Playing the way Harrison has played throughout the years, Parise said, is "how you go to Pro Bowls, that's how you become Defensive Player of the League. You don't do it by pulling a flag on someone's hip. Unless they change the entire makeup of pro football, how are they going to stop people from hitting?

"I think this is troublesome to a lot of people."

Harrison's troubles began in the second quarter of the game against Cleveland, when Harrison, according to Anderson, unnecessarily struck a defenseless receiver in the head and neck area. That action violated Rule 12, Section 2, Article 8 (g) of the NFL Official Playing Rules, which states that it is unnecessary roughness if the initial force of the contact by a defender's helmet, forearm, or shoulder is to the head or neck area of a defenseless receiver who is catching or attempting to catch a pass.

Anderson added that the action also violated Rule 12, Section 2, Article 8 (h) of the NFL Official Playing Rules, which states that if a receiver has completed a catch and has not had time to protect himself, a defensive player is prohibited from launching (springing forward and upward) into him in a way that causes the defensive player's helmet, facemask, shoulder, or forearm to forcibly strike the receiver's head or neck area -- even if the initial contact of the defender's helmet, facemask, shoulder, or forearm is lower than the receiver's neck.

Keisel won't face Dolphins

Tomlin declared defensive end Brett Keisel out of the game Sunday in Miami with a hamstring injury and said he will choose between veteran backup Nick Eason and Ziggy Hood, the team's first-round draft choice in 2009, to start in his place.
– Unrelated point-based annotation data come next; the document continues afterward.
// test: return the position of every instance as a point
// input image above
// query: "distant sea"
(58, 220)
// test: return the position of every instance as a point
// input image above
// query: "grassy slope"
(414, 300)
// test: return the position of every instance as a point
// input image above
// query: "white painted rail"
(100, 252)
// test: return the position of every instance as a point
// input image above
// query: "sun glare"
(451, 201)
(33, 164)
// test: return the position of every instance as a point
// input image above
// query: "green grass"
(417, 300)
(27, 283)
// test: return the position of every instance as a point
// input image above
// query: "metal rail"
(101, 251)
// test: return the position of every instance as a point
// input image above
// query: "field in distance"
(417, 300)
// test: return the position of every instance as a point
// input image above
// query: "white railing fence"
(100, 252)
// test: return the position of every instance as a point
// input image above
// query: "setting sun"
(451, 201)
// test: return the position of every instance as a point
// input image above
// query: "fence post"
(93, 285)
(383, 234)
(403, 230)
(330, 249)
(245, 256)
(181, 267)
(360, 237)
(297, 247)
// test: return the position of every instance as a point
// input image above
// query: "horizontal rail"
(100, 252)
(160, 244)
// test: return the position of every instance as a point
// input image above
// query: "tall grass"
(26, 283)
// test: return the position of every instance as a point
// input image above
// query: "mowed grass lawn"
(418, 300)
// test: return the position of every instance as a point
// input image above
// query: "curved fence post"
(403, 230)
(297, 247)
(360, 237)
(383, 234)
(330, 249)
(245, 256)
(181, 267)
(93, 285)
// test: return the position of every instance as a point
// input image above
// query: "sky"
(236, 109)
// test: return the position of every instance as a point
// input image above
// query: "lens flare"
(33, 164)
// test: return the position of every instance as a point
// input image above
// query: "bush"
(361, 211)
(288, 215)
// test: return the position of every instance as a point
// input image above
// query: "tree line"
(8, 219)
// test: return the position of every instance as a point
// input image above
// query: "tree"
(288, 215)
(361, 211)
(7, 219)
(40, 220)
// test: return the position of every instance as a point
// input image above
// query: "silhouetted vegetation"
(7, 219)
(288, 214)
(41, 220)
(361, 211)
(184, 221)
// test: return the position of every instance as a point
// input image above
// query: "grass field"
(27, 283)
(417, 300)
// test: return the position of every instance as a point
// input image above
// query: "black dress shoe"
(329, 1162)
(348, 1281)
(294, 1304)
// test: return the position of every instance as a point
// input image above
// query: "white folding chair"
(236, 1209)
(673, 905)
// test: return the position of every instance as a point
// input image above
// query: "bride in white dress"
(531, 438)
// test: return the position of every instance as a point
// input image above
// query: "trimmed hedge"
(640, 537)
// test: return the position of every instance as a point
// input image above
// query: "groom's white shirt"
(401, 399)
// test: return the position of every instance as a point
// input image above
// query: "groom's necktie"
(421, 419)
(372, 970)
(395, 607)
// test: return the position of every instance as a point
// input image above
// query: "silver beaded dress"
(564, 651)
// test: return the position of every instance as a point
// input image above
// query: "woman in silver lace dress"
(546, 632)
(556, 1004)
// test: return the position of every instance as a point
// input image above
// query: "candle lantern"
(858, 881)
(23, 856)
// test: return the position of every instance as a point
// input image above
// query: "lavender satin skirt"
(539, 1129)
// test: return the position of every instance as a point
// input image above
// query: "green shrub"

"Both are capable," Tomlin said. "Both are going to play. Who starts and who comes out of the tunnel is yet to be determined, but both guys are going to have to step up their performance if they're going to meet the standards we've come to expect when we see Brett Keisel play."

Tomlin said he did not know if the team would sign another defensive lineman while Keisel is out. The Steelers usually dress six defensive linemen for games, but they have only five without Keisel.

The coach also revealed that starting right guard Doug Legursky has a sprained MCL in his left knee but is expected to play, as is halfback Rashard Mendenhall, who has a bruised left shoulder.